The most efficient propargylcholine incorporation of ~50% was observed in roots (Fig. 7b), possibly due to the fact that the roots directly take up the bioortholog from the media. In 7-day-old seedlings, the root exhibits strong fluorescence labeling in comparison to the hypocotyl and cotyledon (Fig. 3c, d). It seems to take more time for the propargylcholine to be transported and incorporated in the aerial tissues. Lipidomic mass spectrometry data confirmed that intact propargylPC was present in all tissues analyzed, including cotyledons (Fig. 7). When plants were allowed to grow and mature in the presence of propargylcholine for a 6-week-period or longer, labeling was visible in all tissues prepared for microscopy, including seeds (Fig. 4i).

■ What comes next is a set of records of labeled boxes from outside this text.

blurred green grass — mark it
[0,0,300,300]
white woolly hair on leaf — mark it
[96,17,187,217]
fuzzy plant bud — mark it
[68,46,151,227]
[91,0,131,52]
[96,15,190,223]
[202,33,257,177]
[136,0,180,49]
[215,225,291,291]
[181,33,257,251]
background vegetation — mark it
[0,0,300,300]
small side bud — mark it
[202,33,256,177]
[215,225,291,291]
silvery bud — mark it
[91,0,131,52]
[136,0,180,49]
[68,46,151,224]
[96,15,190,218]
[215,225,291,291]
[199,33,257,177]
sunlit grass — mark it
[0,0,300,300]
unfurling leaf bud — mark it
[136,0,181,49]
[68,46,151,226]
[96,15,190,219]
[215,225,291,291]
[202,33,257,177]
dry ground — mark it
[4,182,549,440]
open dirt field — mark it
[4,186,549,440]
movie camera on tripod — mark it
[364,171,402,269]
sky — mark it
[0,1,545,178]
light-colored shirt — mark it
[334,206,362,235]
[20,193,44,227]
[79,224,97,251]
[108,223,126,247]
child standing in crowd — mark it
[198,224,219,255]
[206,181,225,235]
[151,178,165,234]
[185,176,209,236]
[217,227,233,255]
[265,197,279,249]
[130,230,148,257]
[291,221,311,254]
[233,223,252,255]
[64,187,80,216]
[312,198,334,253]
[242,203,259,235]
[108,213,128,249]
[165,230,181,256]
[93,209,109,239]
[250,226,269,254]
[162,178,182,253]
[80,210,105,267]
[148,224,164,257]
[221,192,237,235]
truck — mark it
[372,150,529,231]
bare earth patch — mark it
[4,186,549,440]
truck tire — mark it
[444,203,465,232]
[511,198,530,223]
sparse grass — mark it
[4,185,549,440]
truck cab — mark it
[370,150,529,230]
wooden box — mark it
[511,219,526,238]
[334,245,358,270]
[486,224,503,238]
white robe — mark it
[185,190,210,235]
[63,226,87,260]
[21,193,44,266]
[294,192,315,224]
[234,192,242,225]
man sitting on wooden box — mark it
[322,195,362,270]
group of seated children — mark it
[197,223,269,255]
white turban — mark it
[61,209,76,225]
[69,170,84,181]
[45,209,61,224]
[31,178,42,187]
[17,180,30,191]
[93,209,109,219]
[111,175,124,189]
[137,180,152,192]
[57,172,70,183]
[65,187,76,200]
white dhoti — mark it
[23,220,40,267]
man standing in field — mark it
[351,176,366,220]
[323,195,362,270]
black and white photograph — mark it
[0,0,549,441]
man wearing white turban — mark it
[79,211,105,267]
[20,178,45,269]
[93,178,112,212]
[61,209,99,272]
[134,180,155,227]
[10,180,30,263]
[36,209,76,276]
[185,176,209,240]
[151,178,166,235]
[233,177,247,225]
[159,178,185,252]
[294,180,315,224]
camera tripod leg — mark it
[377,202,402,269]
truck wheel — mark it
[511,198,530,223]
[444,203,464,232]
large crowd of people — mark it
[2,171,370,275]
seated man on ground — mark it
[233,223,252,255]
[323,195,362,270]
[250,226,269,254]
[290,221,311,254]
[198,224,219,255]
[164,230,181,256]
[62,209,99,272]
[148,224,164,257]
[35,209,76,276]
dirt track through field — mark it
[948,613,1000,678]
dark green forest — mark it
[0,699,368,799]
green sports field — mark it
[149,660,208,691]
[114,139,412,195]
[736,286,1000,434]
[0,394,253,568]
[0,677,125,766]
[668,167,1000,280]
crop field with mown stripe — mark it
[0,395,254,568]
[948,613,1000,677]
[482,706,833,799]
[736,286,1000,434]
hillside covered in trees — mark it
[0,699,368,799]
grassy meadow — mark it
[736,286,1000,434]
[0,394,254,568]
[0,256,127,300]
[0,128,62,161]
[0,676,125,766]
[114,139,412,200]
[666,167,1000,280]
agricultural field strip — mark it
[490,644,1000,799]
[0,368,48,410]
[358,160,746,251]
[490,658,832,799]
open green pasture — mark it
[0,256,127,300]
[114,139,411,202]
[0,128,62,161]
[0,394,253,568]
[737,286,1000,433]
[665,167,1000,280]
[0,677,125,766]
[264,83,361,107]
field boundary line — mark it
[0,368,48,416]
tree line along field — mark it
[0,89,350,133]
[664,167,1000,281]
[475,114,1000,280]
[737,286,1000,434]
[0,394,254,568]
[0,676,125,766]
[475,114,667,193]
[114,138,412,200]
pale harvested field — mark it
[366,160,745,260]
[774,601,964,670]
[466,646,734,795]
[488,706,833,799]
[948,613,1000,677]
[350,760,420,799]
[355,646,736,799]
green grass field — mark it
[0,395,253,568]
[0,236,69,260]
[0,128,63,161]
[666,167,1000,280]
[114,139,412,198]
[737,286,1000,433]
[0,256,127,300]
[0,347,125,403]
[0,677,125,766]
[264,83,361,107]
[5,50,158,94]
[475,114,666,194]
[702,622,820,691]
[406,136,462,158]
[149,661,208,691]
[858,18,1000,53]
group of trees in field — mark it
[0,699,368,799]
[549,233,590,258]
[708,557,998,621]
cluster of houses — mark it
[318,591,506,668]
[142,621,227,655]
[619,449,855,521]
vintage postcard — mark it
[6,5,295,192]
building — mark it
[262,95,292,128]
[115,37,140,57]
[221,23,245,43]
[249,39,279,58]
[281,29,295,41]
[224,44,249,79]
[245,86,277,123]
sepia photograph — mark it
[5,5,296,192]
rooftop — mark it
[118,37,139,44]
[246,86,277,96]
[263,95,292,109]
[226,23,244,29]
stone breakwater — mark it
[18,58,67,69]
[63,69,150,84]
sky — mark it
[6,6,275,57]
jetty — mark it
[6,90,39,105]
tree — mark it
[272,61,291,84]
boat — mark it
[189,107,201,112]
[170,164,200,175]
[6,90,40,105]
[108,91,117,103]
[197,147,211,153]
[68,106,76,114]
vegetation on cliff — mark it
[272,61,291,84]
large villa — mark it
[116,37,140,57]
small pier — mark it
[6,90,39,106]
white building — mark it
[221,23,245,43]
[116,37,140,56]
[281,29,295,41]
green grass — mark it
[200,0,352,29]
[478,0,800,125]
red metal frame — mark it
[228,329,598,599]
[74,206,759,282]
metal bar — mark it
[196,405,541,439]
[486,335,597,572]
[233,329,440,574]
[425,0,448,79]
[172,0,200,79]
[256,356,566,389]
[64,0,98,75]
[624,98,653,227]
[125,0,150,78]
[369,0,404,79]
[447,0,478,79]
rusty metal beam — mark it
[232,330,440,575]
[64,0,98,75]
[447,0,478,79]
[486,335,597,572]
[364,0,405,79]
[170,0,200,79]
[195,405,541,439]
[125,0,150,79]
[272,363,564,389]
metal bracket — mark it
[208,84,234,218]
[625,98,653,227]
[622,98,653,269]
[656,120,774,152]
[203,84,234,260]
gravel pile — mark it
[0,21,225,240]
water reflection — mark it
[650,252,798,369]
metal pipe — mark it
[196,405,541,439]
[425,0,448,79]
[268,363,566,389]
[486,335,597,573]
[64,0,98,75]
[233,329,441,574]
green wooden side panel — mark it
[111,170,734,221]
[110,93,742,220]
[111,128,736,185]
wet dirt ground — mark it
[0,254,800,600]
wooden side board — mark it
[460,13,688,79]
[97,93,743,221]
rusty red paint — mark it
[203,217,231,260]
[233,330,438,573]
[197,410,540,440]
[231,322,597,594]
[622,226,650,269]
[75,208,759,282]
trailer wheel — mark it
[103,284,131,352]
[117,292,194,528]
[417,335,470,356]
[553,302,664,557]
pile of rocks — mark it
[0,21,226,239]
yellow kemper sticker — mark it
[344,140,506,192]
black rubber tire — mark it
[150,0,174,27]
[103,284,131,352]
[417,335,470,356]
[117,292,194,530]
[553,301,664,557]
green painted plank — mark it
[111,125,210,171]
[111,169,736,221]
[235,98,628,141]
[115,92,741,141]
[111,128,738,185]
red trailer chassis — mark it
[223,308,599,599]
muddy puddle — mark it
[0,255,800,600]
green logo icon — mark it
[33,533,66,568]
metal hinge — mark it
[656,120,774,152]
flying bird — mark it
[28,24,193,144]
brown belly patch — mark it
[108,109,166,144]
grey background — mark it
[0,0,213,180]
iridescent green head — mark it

Lipid profiling revealed that while the incorporation of intact propargylPC is less pronounced in the aerial tissues (Fig. 7), this degree of labeling was sufficient to visualize fluorescent signals (Fig. 4). For all tissues analyzed, the total propargyl-PC + PC in treated tissues was similar to that of total PC levels of the untreated controls. Furthermore, with the exception of abnormally low PG levels in cotyledons, and slightly higher PG levels in the root, the overall lipid profiles remained relatively unchanged (Fig. 8) and the propargylcholine labeled plants displayed normal physiology and development (Fig. 2). Taken together, these observations indicate that the propargylcholine is a bioortholog that can substitute for choline inside plant cells.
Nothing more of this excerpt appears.